A- La diplomatie pétrolière
chinoise
La diplomatie pétrolière chinoise est un
concept qui, en réalité n'est qu'un néologisme nous
permettant de traduire l'idée d'une diplomatie au service des
intérêts pétroliers. Pour la Chine en effet, la diplomatie
constitue le cheval de Troie de son offensive pétrolière. Les
autorités chinoises ont compris que pareillement aux Etats-Unis, le
pétrole est d'un intérêt vital pour leur économie.
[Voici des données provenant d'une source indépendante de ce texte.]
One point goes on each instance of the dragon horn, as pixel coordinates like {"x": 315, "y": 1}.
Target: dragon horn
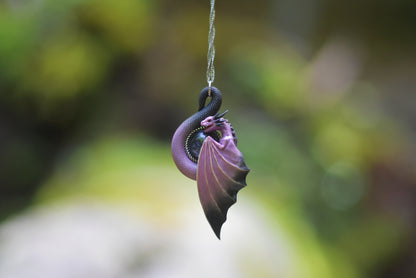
{"x": 220, "y": 115}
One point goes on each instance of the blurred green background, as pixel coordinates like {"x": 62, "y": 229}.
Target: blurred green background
{"x": 321, "y": 94}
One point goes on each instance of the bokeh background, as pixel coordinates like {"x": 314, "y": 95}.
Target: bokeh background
{"x": 322, "y": 96}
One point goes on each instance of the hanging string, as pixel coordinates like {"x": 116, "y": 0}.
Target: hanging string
{"x": 211, "y": 48}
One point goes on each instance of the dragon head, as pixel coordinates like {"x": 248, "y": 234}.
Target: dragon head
{"x": 213, "y": 123}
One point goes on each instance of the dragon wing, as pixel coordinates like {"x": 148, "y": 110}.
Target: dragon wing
{"x": 221, "y": 173}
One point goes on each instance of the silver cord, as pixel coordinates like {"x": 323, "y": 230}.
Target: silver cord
{"x": 211, "y": 48}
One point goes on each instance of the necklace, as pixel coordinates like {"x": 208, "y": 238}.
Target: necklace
{"x": 204, "y": 148}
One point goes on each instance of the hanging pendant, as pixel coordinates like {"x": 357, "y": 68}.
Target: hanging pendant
{"x": 204, "y": 148}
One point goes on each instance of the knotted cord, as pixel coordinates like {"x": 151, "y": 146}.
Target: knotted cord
{"x": 211, "y": 47}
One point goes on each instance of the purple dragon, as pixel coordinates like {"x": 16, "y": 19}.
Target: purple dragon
{"x": 204, "y": 148}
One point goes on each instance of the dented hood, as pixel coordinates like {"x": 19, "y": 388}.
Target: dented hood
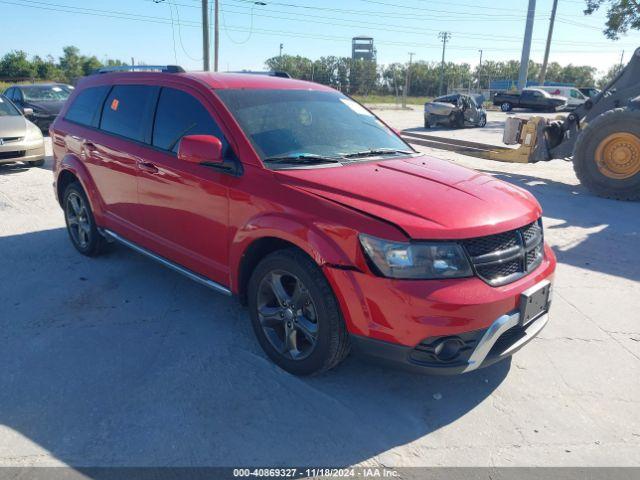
{"x": 425, "y": 197}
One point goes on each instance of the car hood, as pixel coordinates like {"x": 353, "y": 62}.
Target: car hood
{"x": 426, "y": 197}
{"x": 13, "y": 126}
{"x": 50, "y": 107}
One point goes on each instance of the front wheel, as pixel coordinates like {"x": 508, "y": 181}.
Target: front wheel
{"x": 81, "y": 224}
{"x": 295, "y": 314}
{"x": 607, "y": 155}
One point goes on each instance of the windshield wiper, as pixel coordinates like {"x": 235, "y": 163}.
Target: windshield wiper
{"x": 377, "y": 151}
{"x": 301, "y": 159}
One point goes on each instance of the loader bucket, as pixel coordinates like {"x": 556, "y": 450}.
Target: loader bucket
{"x": 530, "y": 134}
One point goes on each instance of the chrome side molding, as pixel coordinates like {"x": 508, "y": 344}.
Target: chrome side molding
{"x": 167, "y": 263}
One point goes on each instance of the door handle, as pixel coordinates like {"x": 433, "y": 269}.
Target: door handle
{"x": 148, "y": 167}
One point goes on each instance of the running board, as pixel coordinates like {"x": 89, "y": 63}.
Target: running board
{"x": 167, "y": 263}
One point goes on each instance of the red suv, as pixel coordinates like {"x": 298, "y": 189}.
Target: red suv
{"x": 317, "y": 215}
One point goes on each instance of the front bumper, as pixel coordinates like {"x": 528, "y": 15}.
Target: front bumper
{"x": 502, "y": 339}
{"x": 22, "y": 151}
{"x": 43, "y": 121}
{"x": 402, "y": 318}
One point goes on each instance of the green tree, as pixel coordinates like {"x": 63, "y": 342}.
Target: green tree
{"x": 71, "y": 64}
{"x": 612, "y": 72}
{"x": 16, "y": 65}
{"x": 622, "y": 15}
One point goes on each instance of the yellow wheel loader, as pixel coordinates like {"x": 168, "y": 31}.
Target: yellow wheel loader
{"x": 602, "y": 136}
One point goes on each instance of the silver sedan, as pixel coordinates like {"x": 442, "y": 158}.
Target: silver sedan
{"x": 20, "y": 140}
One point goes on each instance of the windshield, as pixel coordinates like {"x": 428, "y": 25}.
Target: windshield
{"x": 7, "y": 109}
{"x": 44, "y": 93}
{"x": 304, "y": 123}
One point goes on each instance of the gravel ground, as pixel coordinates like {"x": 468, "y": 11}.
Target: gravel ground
{"x": 118, "y": 361}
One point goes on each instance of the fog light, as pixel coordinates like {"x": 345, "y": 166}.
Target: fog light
{"x": 448, "y": 349}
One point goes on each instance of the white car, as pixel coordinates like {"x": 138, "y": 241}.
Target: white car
{"x": 574, "y": 96}
{"x": 20, "y": 140}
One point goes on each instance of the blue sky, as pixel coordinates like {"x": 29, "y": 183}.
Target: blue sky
{"x": 167, "y": 31}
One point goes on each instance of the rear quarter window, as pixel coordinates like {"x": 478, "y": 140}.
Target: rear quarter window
{"x": 179, "y": 114}
{"x": 127, "y": 110}
{"x": 85, "y": 108}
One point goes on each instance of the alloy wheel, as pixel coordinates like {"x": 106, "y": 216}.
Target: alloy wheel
{"x": 287, "y": 315}
{"x": 78, "y": 220}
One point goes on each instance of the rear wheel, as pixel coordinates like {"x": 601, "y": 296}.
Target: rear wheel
{"x": 607, "y": 155}
{"x": 81, "y": 224}
{"x": 295, "y": 314}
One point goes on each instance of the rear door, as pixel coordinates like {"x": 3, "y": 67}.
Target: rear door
{"x": 113, "y": 152}
{"x": 184, "y": 206}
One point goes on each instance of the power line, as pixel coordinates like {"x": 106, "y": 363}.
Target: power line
{"x": 158, "y": 20}
{"x": 445, "y": 37}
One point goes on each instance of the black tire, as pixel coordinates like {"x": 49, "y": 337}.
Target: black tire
{"x": 332, "y": 343}
{"x": 89, "y": 243}
{"x": 614, "y": 121}
{"x": 456, "y": 120}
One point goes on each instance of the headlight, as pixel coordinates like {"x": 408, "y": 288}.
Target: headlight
{"x": 33, "y": 133}
{"x": 419, "y": 260}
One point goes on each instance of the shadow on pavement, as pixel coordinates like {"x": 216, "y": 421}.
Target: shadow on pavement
{"x": 118, "y": 361}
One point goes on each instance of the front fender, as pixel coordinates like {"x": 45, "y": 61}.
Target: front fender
{"x": 72, "y": 164}
{"x": 324, "y": 246}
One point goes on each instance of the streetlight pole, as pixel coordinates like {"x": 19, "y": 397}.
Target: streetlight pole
{"x": 480, "y": 71}
{"x": 407, "y": 81}
{"x": 444, "y": 36}
{"x": 545, "y": 62}
{"x": 205, "y": 36}
{"x": 216, "y": 36}
{"x": 526, "y": 46}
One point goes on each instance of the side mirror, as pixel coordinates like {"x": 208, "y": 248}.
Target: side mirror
{"x": 200, "y": 149}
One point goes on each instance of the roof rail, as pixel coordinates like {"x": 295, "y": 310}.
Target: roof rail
{"x": 272, "y": 73}
{"x": 140, "y": 68}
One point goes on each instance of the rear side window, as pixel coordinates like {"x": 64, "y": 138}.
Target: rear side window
{"x": 85, "y": 108}
{"x": 126, "y": 111}
{"x": 179, "y": 114}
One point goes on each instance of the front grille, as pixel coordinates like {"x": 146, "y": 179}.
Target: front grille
{"x": 505, "y": 257}
{"x": 8, "y": 155}
{"x": 10, "y": 139}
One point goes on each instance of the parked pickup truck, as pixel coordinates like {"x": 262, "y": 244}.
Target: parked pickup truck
{"x": 532, "y": 98}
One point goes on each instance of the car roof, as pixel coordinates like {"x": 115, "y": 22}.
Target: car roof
{"x": 48, "y": 84}
{"x": 216, "y": 81}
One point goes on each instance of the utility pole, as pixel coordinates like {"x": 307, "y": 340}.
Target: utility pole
{"x": 445, "y": 37}
{"x": 407, "y": 81}
{"x": 480, "y": 71}
{"x": 526, "y": 46}
{"x": 205, "y": 35}
{"x": 216, "y": 36}
{"x": 545, "y": 62}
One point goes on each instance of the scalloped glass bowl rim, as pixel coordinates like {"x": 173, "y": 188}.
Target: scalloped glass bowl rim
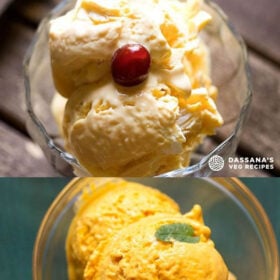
{"x": 179, "y": 172}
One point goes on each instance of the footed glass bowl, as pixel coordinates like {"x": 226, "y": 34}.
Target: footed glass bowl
{"x": 229, "y": 72}
{"x": 240, "y": 228}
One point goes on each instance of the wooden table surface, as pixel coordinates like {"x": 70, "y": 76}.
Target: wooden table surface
{"x": 256, "y": 20}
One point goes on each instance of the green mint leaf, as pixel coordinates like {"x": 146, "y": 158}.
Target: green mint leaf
{"x": 177, "y": 231}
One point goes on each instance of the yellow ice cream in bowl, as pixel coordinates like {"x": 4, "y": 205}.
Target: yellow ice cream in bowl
{"x": 114, "y": 121}
{"x": 88, "y": 234}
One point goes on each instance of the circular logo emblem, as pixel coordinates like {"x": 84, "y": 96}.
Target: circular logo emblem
{"x": 216, "y": 163}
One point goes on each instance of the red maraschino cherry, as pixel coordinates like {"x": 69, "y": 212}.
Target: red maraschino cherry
{"x": 130, "y": 64}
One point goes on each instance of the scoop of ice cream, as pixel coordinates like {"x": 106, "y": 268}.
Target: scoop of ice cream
{"x": 105, "y": 210}
{"x": 136, "y": 253}
{"x": 140, "y": 130}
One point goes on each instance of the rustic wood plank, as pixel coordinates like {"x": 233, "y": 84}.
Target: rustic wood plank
{"x": 20, "y": 156}
{"x": 15, "y": 40}
{"x": 34, "y": 10}
{"x": 258, "y": 22}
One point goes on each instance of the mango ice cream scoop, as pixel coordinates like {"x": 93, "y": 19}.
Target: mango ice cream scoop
{"x": 134, "y": 94}
{"x": 125, "y": 230}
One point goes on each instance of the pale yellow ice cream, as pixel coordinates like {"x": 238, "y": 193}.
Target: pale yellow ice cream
{"x": 135, "y": 253}
{"x": 105, "y": 210}
{"x": 115, "y": 234}
{"x": 141, "y": 130}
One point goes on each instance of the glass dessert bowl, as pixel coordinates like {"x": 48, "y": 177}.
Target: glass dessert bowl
{"x": 240, "y": 228}
{"x": 228, "y": 73}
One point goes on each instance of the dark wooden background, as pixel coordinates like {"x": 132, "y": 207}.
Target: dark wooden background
{"x": 256, "y": 20}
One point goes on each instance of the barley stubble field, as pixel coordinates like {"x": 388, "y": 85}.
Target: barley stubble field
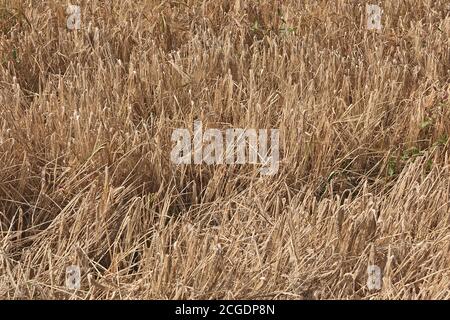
{"x": 86, "y": 118}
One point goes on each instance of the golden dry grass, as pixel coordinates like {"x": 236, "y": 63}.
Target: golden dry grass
{"x": 85, "y": 174}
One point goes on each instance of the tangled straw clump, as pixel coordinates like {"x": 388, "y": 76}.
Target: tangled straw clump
{"x": 86, "y": 118}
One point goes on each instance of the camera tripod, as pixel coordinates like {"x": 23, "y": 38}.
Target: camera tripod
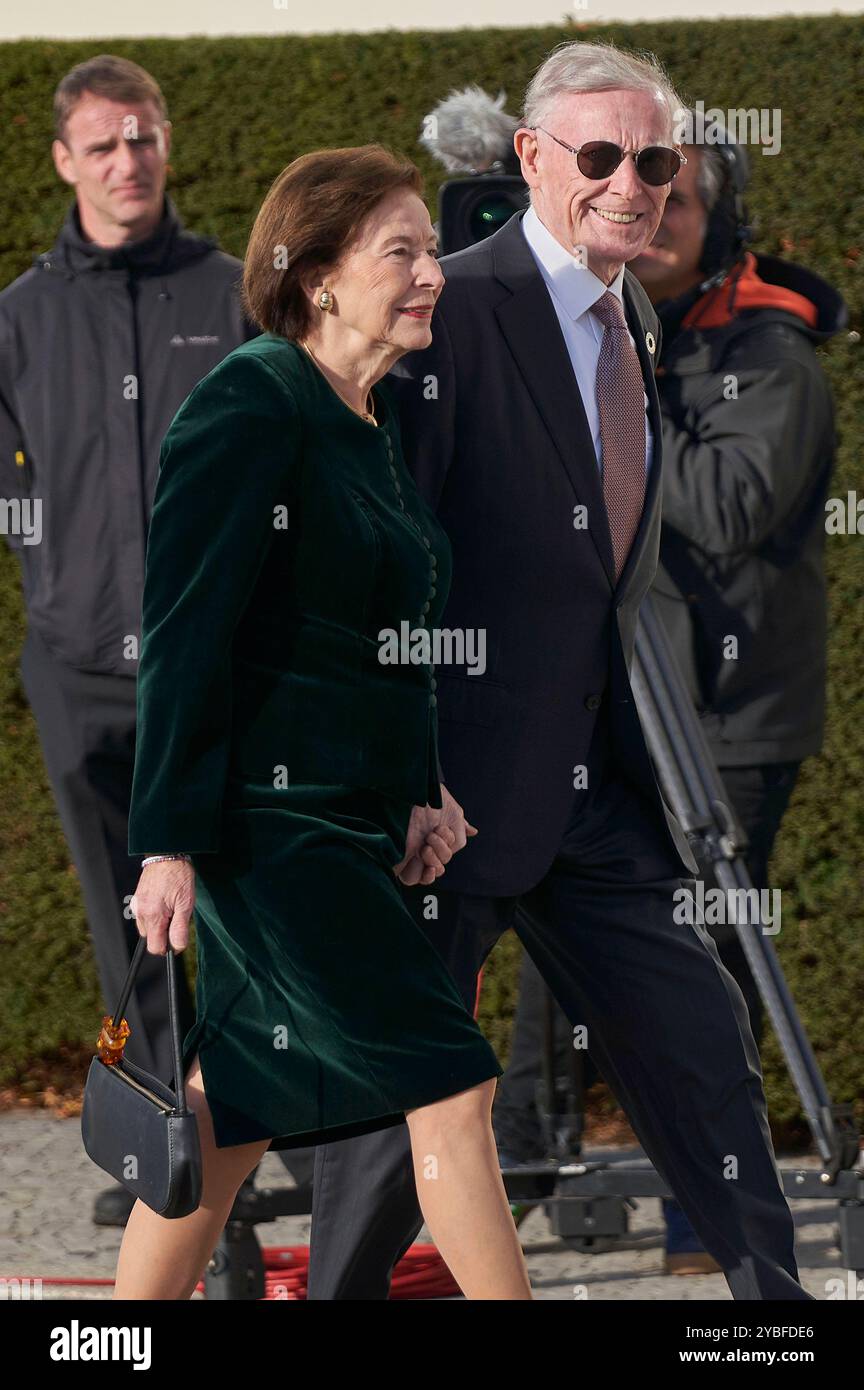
{"x": 588, "y": 1200}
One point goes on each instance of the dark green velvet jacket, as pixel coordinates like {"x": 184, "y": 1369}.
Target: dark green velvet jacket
{"x": 286, "y": 534}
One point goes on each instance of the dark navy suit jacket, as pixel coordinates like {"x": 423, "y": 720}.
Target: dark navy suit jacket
{"x": 496, "y": 437}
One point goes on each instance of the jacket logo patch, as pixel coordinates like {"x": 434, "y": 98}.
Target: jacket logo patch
{"x": 195, "y": 339}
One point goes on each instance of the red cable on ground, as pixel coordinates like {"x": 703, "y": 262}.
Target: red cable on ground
{"x": 421, "y": 1273}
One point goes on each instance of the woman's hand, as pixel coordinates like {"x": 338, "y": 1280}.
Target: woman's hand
{"x": 163, "y": 902}
{"x": 435, "y": 834}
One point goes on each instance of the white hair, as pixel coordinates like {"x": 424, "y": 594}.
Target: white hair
{"x": 597, "y": 67}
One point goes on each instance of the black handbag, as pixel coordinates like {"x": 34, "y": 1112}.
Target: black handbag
{"x": 135, "y": 1126}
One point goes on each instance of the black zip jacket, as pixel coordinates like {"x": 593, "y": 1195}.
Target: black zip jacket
{"x": 748, "y": 453}
{"x": 97, "y": 352}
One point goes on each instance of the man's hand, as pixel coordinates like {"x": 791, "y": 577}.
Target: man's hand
{"x": 434, "y": 837}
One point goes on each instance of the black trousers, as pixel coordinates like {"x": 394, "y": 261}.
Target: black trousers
{"x": 86, "y": 730}
{"x": 760, "y": 797}
{"x": 666, "y": 1023}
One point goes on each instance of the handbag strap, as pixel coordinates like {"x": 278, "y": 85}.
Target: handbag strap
{"x": 174, "y": 1016}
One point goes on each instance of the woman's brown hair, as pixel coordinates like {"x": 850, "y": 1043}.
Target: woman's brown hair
{"x": 307, "y": 220}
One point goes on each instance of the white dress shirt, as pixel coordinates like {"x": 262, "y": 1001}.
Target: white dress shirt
{"x": 574, "y": 288}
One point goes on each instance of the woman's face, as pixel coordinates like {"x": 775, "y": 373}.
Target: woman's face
{"x": 386, "y": 284}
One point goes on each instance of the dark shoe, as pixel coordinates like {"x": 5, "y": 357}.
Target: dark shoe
{"x": 113, "y": 1207}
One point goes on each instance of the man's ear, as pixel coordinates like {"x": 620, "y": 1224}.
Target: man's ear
{"x": 63, "y": 161}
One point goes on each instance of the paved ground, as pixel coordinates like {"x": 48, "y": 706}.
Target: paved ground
{"x": 47, "y": 1186}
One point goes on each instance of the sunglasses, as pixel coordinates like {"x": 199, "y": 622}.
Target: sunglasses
{"x": 656, "y": 164}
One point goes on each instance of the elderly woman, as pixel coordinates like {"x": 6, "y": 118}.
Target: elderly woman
{"x": 285, "y": 776}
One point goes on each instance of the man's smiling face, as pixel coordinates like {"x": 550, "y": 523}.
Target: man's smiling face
{"x": 613, "y": 218}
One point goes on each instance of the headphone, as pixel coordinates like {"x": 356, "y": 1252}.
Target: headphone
{"x": 729, "y": 228}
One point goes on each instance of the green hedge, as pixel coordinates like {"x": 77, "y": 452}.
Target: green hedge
{"x": 242, "y": 109}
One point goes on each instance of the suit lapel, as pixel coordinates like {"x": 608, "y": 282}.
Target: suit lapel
{"x": 534, "y": 335}
{"x": 646, "y": 360}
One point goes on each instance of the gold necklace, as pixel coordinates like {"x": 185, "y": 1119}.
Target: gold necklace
{"x": 364, "y": 414}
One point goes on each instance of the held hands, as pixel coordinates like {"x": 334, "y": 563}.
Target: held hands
{"x": 161, "y": 905}
{"x": 434, "y": 837}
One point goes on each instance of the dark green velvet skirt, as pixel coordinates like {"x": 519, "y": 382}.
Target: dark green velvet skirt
{"x": 322, "y": 1008}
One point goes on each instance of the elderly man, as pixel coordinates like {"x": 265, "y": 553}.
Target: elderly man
{"x": 532, "y": 424}
{"x": 748, "y": 452}
{"x": 100, "y": 342}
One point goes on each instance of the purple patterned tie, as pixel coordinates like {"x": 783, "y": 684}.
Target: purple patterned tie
{"x": 621, "y": 409}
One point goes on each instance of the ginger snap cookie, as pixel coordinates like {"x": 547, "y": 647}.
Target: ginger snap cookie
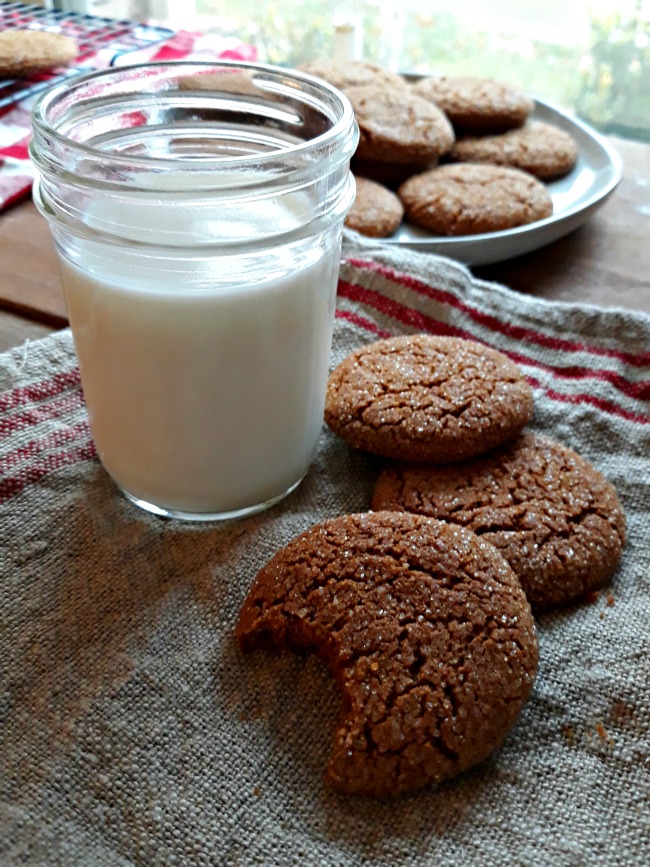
{"x": 478, "y": 104}
{"x": 376, "y": 211}
{"x": 387, "y": 173}
{"x": 540, "y": 148}
{"x": 426, "y": 631}
{"x": 398, "y": 126}
{"x": 426, "y": 398}
{"x": 556, "y": 520}
{"x": 354, "y": 73}
{"x": 24, "y": 52}
{"x": 470, "y": 199}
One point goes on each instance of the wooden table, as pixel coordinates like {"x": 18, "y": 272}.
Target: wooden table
{"x": 605, "y": 262}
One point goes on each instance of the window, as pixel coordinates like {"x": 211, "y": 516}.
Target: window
{"x": 591, "y": 56}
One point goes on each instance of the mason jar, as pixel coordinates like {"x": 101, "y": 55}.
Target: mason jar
{"x": 197, "y": 212}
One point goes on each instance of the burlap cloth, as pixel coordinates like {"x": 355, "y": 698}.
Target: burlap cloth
{"x": 134, "y": 732}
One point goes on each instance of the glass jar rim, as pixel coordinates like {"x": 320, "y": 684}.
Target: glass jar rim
{"x": 343, "y": 123}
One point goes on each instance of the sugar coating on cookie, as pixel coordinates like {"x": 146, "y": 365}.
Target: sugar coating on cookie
{"x": 470, "y": 199}
{"x": 353, "y": 73}
{"x": 24, "y": 52}
{"x": 399, "y": 126}
{"x": 540, "y": 148}
{"x": 376, "y": 211}
{"x": 479, "y": 104}
{"x": 426, "y": 631}
{"x": 556, "y": 520}
{"x": 426, "y": 398}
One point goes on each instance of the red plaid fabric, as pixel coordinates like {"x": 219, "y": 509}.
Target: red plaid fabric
{"x": 16, "y": 173}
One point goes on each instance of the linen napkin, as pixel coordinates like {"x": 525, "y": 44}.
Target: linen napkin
{"x": 16, "y": 172}
{"x": 133, "y": 731}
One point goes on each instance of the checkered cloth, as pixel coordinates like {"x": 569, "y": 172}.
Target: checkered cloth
{"x": 133, "y": 731}
{"x": 16, "y": 173}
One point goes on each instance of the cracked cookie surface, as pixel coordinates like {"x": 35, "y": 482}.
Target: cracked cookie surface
{"x": 471, "y": 198}
{"x": 398, "y": 126}
{"x": 427, "y": 398}
{"x": 539, "y": 148}
{"x": 376, "y": 211}
{"x": 550, "y": 513}
{"x": 426, "y": 631}
{"x": 480, "y": 104}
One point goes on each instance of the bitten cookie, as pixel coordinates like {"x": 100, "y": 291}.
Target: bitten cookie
{"x": 426, "y": 631}
{"x": 479, "y": 104}
{"x": 555, "y": 518}
{"x": 470, "y": 199}
{"x": 425, "y": 398}
{"x": 376, "y": 211}
{"x": 397, "y": 126}
{"x": 354, "y": 73}
{"x": 540, "y": 148}
{"x": 24, "y": 52}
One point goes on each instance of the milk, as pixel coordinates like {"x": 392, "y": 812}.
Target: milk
{"x": 205, "y": 392}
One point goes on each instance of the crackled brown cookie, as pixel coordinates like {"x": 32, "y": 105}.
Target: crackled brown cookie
{"x": 354, "y": 73}
{"x": 469, "y": 199}
{"x": 397, "y": 126}
{"x": 555, "y": 518}
{"x": 24, "y": 52}
{"x": 376, "y": 211}
{"x": 387, "y": 173}
{"x": 425, "y": 398}
{"x": 426, "y": 631}
{"x": 540, "y": 148}
{"x": 478, "y": 104}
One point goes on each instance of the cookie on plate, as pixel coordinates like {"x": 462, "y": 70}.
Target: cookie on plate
{"x": 387, "y": 173}
{"x": 376, "y": 211}
{"x": 478, "y": 104}
{"x": 540, "y": 148}
{"x": 397, "y": 126}
{"x": 426, "y": 398}
{"x": 25, "y": 52}
{"x": 556, "y": 520}
{"x": 353, "y": 73}
{"x": 426, "y": 631}
{"x": 469, "y": 199}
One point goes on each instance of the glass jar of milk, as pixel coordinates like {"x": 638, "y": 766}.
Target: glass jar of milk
{"x": 197, "y": 211}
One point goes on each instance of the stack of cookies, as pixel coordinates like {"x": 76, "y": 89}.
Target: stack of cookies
{"x": 422, "y": 607}
{"x": 454, "y": 155}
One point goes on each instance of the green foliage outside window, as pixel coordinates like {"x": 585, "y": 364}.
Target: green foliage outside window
{"x": 608, "y": 84}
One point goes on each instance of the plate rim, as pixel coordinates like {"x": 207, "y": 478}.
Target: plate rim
{"x": 441, "y": 244}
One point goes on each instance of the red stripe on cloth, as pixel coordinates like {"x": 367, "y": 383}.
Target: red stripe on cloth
{"x": 38, "y": 391}
{"x": 637, "y": 359}
{"x": 416, "y": 319}
{"x": 42, "y": 412}
{"x": 598, "y": 402}
{"x": 13, "y": 485}
{"x": 35, "y": 449}
{"x": 355, "y": 319}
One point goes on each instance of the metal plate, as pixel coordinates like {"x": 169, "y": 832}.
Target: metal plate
{"x": 576, "y": 196}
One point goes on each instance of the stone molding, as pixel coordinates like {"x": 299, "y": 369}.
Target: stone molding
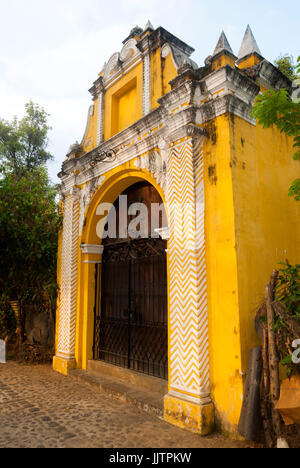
{"x": 91, "y": 249}
{"x": 190, "y": 103}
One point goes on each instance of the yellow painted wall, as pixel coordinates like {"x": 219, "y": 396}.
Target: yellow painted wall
{"x": 221, "y": 61}
{"x": 90, "y": 140}
{"x": 169, "y": 73}
{"x": 251, "y": 225}
{"x": 156, "y": 78}
{"x": 249, "y": 61}
{"x": 223, "y": 307}
{"x": 124, "y": 102}
{"x": 267, "y": 221}
{"x": 124, "y": 107}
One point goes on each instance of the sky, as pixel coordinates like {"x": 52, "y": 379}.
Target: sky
{"x": 51, "y": 51}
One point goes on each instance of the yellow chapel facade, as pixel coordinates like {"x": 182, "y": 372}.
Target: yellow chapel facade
{"x": 181, "y": 306}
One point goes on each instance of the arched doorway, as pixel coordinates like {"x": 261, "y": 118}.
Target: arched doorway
{"x": 131, "y": 301}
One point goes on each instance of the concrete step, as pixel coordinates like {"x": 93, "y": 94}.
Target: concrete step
{"x": 143, "y": 399}
{"x": 138, "y": 380}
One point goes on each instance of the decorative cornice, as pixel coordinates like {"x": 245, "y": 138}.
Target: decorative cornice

Il semble donc évident à l'analyse que les offensives
diplomatiques chinoises sur la scène internationale sont le juste reflet
de cette ambition. Pékin entend en effet par le dynamisme de sa
diplomatie tisser des liens de coopération étroits avec les pays
producteurs de pétrole. C'est ce qui explique le quadrillage des
principales zones pétrolifères mondiales par l'ensemble de son
corps diplomatique.
L'attention médiatique de ces dernières
années portée sur l'ouverture de la Chine et sa conquête du
monde, démontre la crainte que l'Occident éprouve pour ce pays,
jusqu'alors isolé et à l'histoire émaillée par la
dictature et l'autoritarisme. La Chine utilise toutes les astuces pour se faire
les amis parmi les pays producteurs de pétrole. Pour pékin en
effet, la diversification et la garantie de ses approvisionnements
extérieures contribueraient à limiter sa dépendance
vis-à-vis du marché international et le mettrait à l'abri
des chantages des pays ou groupes de pays tels que l'OPEP.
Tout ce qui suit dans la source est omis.